Condannata anche la madre: saranno 9 i mesi di carcere per la donna, rea di aver portato in ospedale il piccolo due giorni dopo il pestaggio.

Mason

Si chiamava Mason il piccolo bimbo di appena due anni morto in seguito al pestaggio subito dal compagno della madre. La vicenda, che ricorda molto quella del piccolo Giuseppe, è avvenuta in Australia nel 2016, nella città di Caboolture. Dopo il folle gesto l’uomo, William Andrew O’Sullivan, è stato arrestato dalle forze dell’ordine australiane.

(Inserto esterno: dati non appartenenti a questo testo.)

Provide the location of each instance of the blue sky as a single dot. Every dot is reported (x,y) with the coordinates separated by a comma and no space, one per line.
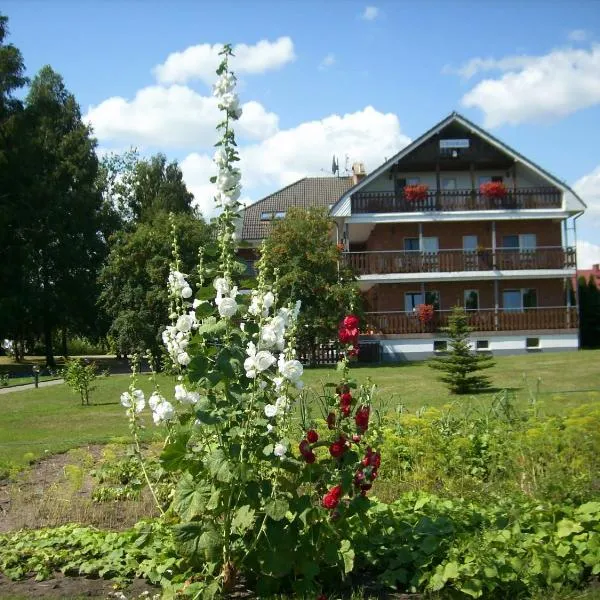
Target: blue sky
(356,78)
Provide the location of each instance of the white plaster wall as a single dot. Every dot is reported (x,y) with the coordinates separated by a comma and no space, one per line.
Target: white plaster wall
(420,348)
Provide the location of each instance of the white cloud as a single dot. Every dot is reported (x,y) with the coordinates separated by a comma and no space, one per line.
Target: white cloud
(201,61)
(370,13)
(588,254)
(327,62)
(578,35)
(588,187)
(367,136)
(534,88)
(174,116)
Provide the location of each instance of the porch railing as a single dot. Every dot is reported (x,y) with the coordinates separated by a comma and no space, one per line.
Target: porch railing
(402,323)
(454,200)
(413,261)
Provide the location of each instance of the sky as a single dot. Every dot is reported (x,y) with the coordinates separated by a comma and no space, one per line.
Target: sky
(358,80)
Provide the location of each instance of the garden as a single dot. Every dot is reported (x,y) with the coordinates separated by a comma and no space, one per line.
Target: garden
(235,472)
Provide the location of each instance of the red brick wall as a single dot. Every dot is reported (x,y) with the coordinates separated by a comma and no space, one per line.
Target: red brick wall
(390,236)
(390,296)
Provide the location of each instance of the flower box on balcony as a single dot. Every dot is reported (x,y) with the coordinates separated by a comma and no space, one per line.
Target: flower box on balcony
(412,193)
(493,189)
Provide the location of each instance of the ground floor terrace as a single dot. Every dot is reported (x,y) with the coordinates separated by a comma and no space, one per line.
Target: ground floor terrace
(507,317)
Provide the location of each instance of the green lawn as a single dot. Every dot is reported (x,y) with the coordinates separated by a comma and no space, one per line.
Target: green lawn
(48,420)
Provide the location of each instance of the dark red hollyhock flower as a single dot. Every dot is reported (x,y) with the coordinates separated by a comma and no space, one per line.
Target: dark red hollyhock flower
(332,498)
(361,418)
(337,448)
(310,457)
(350,322)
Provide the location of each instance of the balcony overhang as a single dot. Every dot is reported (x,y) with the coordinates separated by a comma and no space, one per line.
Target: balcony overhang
(370,280)
(483,215)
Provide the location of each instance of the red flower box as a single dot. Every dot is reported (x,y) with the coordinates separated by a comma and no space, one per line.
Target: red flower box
(425,313)
(493,189)
(415,192)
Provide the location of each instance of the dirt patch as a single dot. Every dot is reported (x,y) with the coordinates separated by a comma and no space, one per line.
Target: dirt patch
(58,490)
(71,588)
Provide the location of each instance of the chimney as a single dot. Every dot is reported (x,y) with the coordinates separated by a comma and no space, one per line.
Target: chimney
(358,172)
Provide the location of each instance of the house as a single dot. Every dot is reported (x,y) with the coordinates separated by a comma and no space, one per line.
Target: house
(455,218)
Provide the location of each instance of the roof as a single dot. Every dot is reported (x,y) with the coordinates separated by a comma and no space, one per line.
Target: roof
(304,193)
(454,117)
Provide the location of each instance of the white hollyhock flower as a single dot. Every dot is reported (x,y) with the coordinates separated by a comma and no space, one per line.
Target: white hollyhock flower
(270,410)
(280,449)
(183,358)
(290,369)
(227,307)
(154,400)
(184,323)
(263,360)
(163,412)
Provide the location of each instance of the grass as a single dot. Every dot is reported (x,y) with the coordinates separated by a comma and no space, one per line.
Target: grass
(48,420)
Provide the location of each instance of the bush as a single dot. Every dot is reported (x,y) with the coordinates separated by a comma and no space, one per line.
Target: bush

Anche la madre è stata successivamente arrestata per omicidio colposo.

La vicenda

Il piccolo Mason Jet Lee è morto in seguito a lesioni all’intestino provocate da percosse. Il fatto ancora più assurdo di tutta la storia è che la madre del bimbo ha deciso di portare il piccolo in ospedale solo due giorni dopo il violento pestaggio. Le cause che hanno portato a questa folle decisione da parte della donna sono dovute alla paura di subire ripercussioni da parte del compagno.

Ora, Anne Maree Lee, la madre della bimba, è stata condannata da un tribunale australiano a nove mesi di carcere per omicidio colposo. Infatti, secondo le analisi fatte al corpo del piccolo Mason, un intervento tempestivo dei soccorsi avrebbe sicuramente salvato la vita al bambino. La donna, una volta portato il figlio in ospedale, avrebbe sminuito il pestaggio del marito fino alla morte del piccolo, arrivata cinque giorni dopo il violento pestaggio.

Le indagini

Decisive sono state le indagini delle forze dell’ordine: “Per ragioni sconosciute aveva lasciato Mason a casa da solo con il suo compagno dopo aver litigato con lui e pur sapendo che era un uomo incline a estreme esplosioni di rabbia”, hanno raccontato gli inquirenti.

La donna si è dichiarata colpevole in aula scoppiando in lacrime sostenendo di non aver capito la gravità delle condizioni del figlio. Ora sconterà nove mesi in carcere.